© 2020, Amazon Web Services, Inc. or its Affiliates. All rights reserved.
Amazon Aurora: Design Considerations for High
Throughput Cloud-Native Relational Databases (2017)
Amazon Aurora: Design Considerations for High
Throughput Cloud-Native Relational Databases
Alexandre Verbitski, Anurag Gupta, Debanjan Saha, Murali Brahmadesam, Kamal Gupta,
Raman Mittal, Sailesh Krishnamurthy, Sandor Maurice, Tengiz Kharatishvili, Xiaofeng Bao
Amazon Web Services
ABSTRACT
Amazon Aurora is a relational database service for OLTP
workloads offered as part of Amazon Web Services (AWS). In
this paper, we describe the architecture of Aurora and the design
considerations leading to that architecture. We believe the central
constraint in high throughput data processing has moved from
compute and storage to the network. Aurora brings a novel
architecture to the relational database to address this constraint,
most notably by pushing redo processing to a multi-tenant scale-
out storage service, purpose-built for Aurora. We describe how
doing so not only reduces network traffic, but also allows for fast
crash recovery, failovers to replicas without loss of data, and
fault-tolerant, self-healing storage. We then describe how Aurora
achieves consensus on durable state across numerous storage
nodes using an efficient asynchronous scheme, avoiding
expensive and chatty recovery protocols. Finally, having operated
Aurora as a production service for over 18 months, we share
lessons we have learned from our customers on what modern
cloud applications expect from their database tier.
Keywords
Databases; Distributed Systems; Log Processing; Quorum
Models; Replication; Recovery; Performance; OLTP
1. INTRODUCTION
IT workloads are increasingly moving to public cloud providers.

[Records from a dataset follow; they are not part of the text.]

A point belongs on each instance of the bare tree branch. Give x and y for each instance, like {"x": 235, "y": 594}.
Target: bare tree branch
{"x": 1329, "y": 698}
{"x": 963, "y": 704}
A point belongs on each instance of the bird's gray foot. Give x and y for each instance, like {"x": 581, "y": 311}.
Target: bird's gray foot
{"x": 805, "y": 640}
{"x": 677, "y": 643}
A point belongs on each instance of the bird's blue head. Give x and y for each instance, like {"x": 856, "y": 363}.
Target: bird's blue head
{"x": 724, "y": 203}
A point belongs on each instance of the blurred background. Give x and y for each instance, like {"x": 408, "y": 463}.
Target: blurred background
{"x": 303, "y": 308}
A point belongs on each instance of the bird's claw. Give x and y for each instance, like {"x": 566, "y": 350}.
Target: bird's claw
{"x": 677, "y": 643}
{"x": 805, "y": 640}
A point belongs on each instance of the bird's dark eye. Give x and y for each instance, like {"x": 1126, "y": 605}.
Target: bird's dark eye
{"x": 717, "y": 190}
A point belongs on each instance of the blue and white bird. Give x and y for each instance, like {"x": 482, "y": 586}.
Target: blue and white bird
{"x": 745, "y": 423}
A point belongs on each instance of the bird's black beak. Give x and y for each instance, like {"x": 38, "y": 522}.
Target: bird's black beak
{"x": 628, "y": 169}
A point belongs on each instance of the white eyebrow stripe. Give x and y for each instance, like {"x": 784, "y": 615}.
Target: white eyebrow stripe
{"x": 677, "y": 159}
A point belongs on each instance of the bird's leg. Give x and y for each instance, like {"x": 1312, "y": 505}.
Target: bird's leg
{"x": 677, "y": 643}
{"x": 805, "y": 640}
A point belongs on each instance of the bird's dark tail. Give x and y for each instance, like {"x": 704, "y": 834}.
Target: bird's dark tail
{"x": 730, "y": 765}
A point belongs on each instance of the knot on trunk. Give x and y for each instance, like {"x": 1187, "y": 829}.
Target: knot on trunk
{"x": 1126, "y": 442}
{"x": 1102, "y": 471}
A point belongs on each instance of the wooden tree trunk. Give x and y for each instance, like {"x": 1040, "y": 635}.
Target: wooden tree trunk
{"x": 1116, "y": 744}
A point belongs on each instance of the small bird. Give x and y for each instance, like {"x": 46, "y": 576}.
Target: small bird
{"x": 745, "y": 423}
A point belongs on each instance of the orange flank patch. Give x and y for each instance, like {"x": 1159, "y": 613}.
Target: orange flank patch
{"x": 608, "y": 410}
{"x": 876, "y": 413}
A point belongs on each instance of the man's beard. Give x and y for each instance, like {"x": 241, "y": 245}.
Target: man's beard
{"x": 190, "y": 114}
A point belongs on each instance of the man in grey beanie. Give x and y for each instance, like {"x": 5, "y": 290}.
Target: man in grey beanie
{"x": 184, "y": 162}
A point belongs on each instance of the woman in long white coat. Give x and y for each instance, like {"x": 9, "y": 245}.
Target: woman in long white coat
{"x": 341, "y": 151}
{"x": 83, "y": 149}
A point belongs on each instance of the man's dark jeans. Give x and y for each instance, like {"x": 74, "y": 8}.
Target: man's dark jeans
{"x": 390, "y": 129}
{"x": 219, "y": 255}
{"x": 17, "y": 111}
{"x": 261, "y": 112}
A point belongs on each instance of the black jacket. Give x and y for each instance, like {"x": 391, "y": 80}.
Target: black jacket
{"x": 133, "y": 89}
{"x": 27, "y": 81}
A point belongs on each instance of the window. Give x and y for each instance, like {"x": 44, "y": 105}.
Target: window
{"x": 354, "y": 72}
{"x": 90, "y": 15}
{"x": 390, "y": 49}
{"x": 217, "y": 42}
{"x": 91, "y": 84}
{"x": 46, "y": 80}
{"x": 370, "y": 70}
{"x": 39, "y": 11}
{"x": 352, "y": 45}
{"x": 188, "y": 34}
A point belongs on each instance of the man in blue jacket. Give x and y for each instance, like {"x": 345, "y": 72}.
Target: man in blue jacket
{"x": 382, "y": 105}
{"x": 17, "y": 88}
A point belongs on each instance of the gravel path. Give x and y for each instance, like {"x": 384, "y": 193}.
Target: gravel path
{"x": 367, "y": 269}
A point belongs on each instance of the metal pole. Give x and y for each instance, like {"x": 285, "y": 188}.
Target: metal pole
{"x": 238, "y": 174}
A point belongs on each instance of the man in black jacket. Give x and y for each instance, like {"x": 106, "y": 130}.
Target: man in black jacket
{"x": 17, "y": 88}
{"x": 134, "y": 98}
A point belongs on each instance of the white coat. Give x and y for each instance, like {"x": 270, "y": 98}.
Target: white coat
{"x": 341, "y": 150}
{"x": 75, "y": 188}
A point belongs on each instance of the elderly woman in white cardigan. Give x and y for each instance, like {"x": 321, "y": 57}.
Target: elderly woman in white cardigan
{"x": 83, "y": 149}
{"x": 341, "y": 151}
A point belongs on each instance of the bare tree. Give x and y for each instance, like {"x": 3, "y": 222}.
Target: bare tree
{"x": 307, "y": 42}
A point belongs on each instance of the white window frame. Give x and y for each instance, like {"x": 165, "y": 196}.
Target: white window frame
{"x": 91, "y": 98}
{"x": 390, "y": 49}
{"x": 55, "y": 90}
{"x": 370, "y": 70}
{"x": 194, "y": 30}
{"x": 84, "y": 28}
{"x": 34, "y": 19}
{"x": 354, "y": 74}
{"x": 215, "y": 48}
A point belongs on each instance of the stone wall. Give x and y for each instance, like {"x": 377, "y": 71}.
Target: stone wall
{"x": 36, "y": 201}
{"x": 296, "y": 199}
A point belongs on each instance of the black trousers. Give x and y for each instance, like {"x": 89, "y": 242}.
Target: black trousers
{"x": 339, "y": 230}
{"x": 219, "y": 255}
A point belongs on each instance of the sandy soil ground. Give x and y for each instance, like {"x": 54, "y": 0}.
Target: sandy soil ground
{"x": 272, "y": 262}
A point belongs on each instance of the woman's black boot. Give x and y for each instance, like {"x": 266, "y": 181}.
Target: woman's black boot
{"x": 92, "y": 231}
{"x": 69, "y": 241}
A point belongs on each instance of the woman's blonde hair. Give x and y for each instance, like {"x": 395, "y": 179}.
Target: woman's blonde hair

Significant reasons for this industry-wide transition include the
ability to provision capacity on a flexible on-demand basis and to
pay for this capacity using an operational expense as opposed to
capital expense model. Many IT workloads require a relational
OLTP database; providing equivalent or superior capabilities to
on-premise databases is critical to support this secular transition.
In modern distributed cloud services, resilience and scalability are
increasingly achieved by decoupling compute from storage
[10][24][36][38][39] and by replicating storage across multiple
nodes. Doing so lets us handle operations such as replacing
misbehaving or unreachable hosts, adding replicas, failing over
from a writer to a replica, scaling the size of a database instance
up or down, etc.
The I/O bottleneck faced by traditional database systems changes
in this environment. Since I/Os can be spread across many nodes
and many disks in a multi-tenant fleet, the individual disks and
nodes are no longer hot. Instead, the bottleneck moves to the
network between the database tier requesting I/Os and the storage
tier that performs these I/Os. Beyond the basic bottlenecks of
packets per second (PPS) and bandwidth, there is amplification of
traffic since a performant database will issue writes out to the
storage fleet in parallel. The performance of the outlier storage
node, disk or network path can dominate response time.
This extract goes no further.